July 25, 2016

Collierville Leaders Celebrate Opening of Office Building: Helena Chemical a Major Tenant at Schilling Blvd. Site

255 schilling blvd. ribbon cuttingBy Daniel Connolly of The Commercial Appeal

A two-story office building at 255 Schilling Boulevard was the center of attention Thursday as Collierville leaders held a ribbon-cutting for one of the suburb’s latest developments, a project that leaders say is an example of the type of project they want.

Helena Chemical, a long-standing Collierville-based maker of fertilizer and other agricultural products, has its company headquarters just a few feet from the new building and is renting the top floor of the new structure for its southern business unit, which has outgrown its space. A total of 25,000 square feet on the ground floor of the new building is available for other renters, said Les Binkley, vice president of Boyle Investment Company, which constructed the project.

Boyle hopes to rent the remaining space to law firms, real estate agents or other professionals.

Helena Chemical is receiving local tax breaks on its own property at the site, said John Duncan, Collierville’s director of economic development.
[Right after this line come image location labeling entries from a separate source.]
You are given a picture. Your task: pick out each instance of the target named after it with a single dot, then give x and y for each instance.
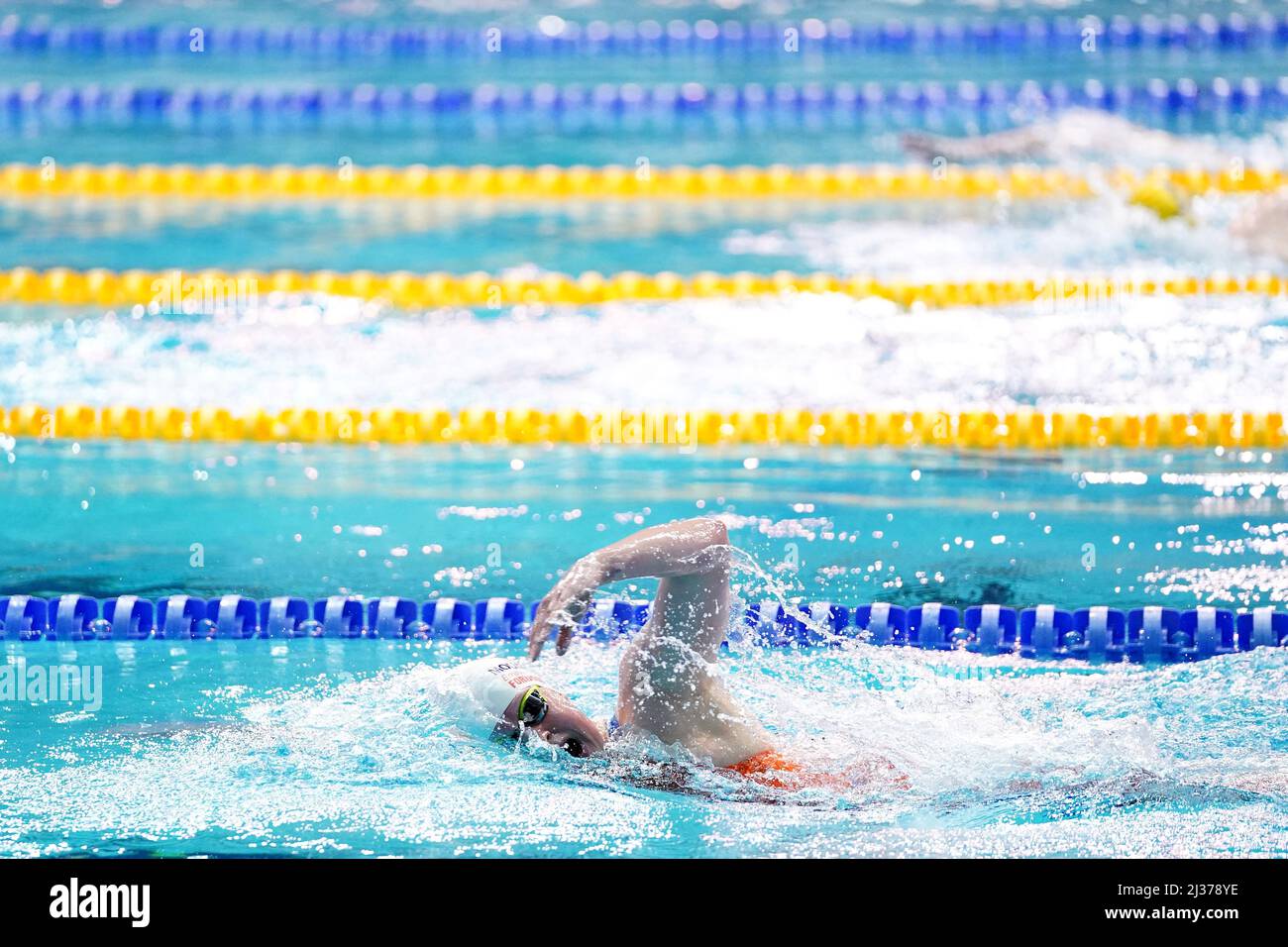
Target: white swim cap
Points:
(478, 692)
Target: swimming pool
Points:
(330, 748)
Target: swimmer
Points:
(669, 685)
(1074, 133)
(1087, 133)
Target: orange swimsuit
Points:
(764, 766)
(771, 768)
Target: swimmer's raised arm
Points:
(1029, 142)
(684, 548)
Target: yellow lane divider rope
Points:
(1020, 429)
(610, 182)
(219, 290)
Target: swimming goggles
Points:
(532, 709)
(532, 706)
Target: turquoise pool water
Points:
(323, 748)
(334, 749)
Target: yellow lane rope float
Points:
(1018, 429)
(614, 182)
(217, 290)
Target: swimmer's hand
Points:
(562, 608)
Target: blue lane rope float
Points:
(95, 103)
(1149, 634)
(554, 37)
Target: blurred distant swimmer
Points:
(1087, 133)
(669, 685)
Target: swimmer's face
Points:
(563, 725)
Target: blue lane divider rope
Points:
(554, 37)
(89, 103)
(1150, 634)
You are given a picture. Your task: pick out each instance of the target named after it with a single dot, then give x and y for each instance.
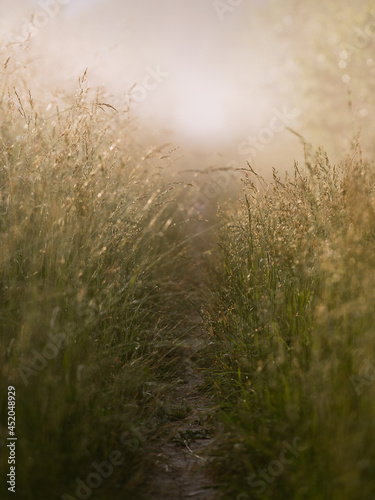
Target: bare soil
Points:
(182, 465)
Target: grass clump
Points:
(293, 331)
(89, 256)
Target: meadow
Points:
(104, 260)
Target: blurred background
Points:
(228, 81)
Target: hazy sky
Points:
(206, 72)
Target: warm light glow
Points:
(200, 110)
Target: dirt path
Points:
(180, 468)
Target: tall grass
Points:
(293, 334)
(89, 258)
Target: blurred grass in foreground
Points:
(89, 257)
(293, 324)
The new building is the type of high-quality office space that Collierville wants, Duncan said, adding that he’s trying to recruit more corporate headquarters, regional offices and similar business units to the town.

“So corporate campus office development is our No. 1 economic development priority,” Duncan said. “This fits perfectly into our strategy.”

Collierville Mayor Stan Joyner Jr. had a similar view.

“I think it really puts the town of Collierville on the map for corporate headquarters and future businesses that come along,” he said.

A few feet from the new building, construction workers were moving around on a steel skeleton structure. This will become a 9,000-square-foot retail space, hopefully with restaurant options, Binkley said. And construction is wrapping up on an 125-unit apartment complex just across the parking lot from the new building.

Binkley envisioned a place where office workers could work, eat, shop and live all in the same neighborhood.